The pathway, La Promenade Plantée, begins atop the Bastille rail viaduct, its graceful brick arches below transformed into the street- level Viaduc des Arts, home to some 64 artisan workshops, ranging from textile restorers to musical instrument makers, along with cafés and restaurants.
On a sunny, puffy-white-cloud day in September 2013, I took a stairway just steps away from Opéra Bastille that delivered me to the elevated start of the pedestrian-only, lushly landscaped La Promenade Plantée.
The path took me through arched trellises draped with rosebushes, past flower beds filled with perennials and lavender and into the shade of dozens of varieties of trees — cherry, linden, hazelnut… . Benches along the way invited lingering.
Bird’s-eye views of the city opened up on either side as I strolled along at the approximate height of a 3-story building catching glimpses of neighboring rooftop gardens and — impossible to see from sidewalk level — architectural details of friezes, statuary and stained glass.
While I did not descend into the path’s first city-scrap garden, Jardin Hector-Malot, named for a prolific 20th-century author who lived in the neighborhood, my aerial view displayed it as one of simple, rhythmic pedestrian lanes bordered with trees.
The second city-scrap garden, Jardin de Reuilly, marked the halfway part of the walk and the end of its elevated portion. Far more diverse and much larger than the garden gone before, what was once the old commercial rail depot of Reuilly included a large lawn area, playgrounds for children, and themed gardens of ferns, bamboos, roses, rhododendrons, euphorbia and heather interspersed with four works of sculpture, three of which were naked women.
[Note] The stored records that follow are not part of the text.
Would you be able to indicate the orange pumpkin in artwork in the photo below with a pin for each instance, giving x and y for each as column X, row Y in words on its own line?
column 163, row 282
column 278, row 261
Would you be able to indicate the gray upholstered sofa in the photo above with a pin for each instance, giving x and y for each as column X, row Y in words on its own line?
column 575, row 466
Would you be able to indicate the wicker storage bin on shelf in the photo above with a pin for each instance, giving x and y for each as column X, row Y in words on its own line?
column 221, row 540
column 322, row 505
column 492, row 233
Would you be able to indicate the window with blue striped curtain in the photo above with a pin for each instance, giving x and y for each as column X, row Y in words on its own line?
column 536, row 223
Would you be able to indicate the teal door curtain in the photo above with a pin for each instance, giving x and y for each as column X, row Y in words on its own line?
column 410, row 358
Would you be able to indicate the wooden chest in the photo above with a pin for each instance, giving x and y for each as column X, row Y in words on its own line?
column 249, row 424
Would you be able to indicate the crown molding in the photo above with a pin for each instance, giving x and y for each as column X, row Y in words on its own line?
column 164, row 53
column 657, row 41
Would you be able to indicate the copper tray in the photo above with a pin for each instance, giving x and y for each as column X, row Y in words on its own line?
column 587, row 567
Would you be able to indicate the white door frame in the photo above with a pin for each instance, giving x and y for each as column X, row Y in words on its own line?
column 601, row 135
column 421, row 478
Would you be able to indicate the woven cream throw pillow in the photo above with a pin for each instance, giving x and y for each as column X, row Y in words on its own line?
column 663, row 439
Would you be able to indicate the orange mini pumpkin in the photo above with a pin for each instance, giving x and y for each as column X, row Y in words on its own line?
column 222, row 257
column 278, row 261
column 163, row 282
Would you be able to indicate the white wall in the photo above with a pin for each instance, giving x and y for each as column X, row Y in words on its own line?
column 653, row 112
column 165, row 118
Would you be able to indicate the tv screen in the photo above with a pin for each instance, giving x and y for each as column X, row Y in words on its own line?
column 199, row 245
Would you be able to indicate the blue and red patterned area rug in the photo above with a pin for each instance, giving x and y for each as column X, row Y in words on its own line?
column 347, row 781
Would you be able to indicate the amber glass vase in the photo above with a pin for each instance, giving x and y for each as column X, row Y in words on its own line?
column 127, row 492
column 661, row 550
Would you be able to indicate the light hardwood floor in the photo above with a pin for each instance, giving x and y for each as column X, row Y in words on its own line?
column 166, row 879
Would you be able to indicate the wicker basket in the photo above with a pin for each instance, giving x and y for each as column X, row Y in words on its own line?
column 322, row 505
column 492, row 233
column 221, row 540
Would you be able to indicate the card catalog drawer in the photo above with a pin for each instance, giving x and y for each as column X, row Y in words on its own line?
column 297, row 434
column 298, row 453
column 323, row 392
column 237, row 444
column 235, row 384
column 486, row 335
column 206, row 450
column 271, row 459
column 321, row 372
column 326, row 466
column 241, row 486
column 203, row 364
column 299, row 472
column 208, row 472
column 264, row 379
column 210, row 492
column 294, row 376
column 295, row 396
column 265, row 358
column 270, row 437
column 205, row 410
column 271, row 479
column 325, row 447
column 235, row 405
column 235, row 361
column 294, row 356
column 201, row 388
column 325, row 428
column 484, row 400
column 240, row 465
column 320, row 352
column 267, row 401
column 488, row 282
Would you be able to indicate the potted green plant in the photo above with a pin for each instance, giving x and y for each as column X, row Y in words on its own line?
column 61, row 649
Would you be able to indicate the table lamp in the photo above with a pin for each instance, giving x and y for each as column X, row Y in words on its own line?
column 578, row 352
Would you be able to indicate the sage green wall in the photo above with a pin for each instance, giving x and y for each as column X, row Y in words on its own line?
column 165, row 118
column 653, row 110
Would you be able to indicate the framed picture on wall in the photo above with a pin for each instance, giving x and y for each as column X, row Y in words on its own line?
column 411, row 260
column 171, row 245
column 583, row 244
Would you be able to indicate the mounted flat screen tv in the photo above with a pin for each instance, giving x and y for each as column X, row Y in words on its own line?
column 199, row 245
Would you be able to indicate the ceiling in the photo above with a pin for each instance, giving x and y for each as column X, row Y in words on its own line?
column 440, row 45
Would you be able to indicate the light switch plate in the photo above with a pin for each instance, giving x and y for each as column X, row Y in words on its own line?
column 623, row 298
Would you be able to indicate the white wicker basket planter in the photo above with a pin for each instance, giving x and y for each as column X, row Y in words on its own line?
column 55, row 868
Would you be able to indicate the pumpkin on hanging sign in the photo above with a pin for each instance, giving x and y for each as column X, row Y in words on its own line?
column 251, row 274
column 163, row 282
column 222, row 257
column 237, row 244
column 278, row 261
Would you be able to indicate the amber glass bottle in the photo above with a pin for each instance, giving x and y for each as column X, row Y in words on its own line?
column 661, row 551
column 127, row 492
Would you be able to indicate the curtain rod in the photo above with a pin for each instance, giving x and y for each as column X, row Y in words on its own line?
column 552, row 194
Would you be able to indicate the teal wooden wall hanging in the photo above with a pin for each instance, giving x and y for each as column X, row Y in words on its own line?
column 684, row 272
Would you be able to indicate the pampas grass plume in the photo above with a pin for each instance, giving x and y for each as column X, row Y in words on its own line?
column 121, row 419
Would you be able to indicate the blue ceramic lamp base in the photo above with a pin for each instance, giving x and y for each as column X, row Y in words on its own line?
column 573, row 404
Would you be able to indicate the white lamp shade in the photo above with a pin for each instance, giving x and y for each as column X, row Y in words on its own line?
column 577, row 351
Nearby, the third of the scrap gardens, the Jardin de la Gare de Reuilly, retained the charming old station, the building repurposed for community usage and now informally surrounded with maples, oaks and beds of flowers.
A curved, wooden bridge at the edge of the Jardin de Reuilly delivered the path to street level, where the quite different second half of the walk awaited.
After first passing through a rather ordinary-looking cityscape of sidewalk-bordering plantings of lawn and trees, the path became a sunken walkway, cool and shady under a canopy of trees.
Then the path divided, pedestrians continuing on the right, bicyclists and inline skaters on the left. Hillsides sloped up on either side, densely covered with the unruly vegetation that had developed over the years, purposefully retained and supplemented with shrubs and wildflowers.
Several tunnels marked this section of the path, ivy dripping from their entrances. Dimly lit, with mossy nooks and gurgling water features, the trail took on a fairytale-like feel.
Near the trail’s end at Square Charles Péguy, named for the noted 19th-century French poet and the last of the four city-scrap gardens, I passed an old railcar resting on a section of rusting track, its open interior filled with an extravaganza of wildflowers in full bloom — a fitting, final punctuation mark to Paris’ charming Promenade Plantée.
The Promenade Plantée, the only elevated park in the world when constructed, provided the model for New York City’s High Line, completed in 2011. Chicago’s Bloomingdale Trail, under construction, also found inspiration in the Promenade.
Promenade Plantée is open daily, sunrise to sundown. The entrance is at the corner of Avenue Daumesnil, just east of Operá Bastille. To get there, take Métro Bastille.
Lifts, as well as stairways, are placed at frequent intervals along the elevated portion, making the pathway accessible to all.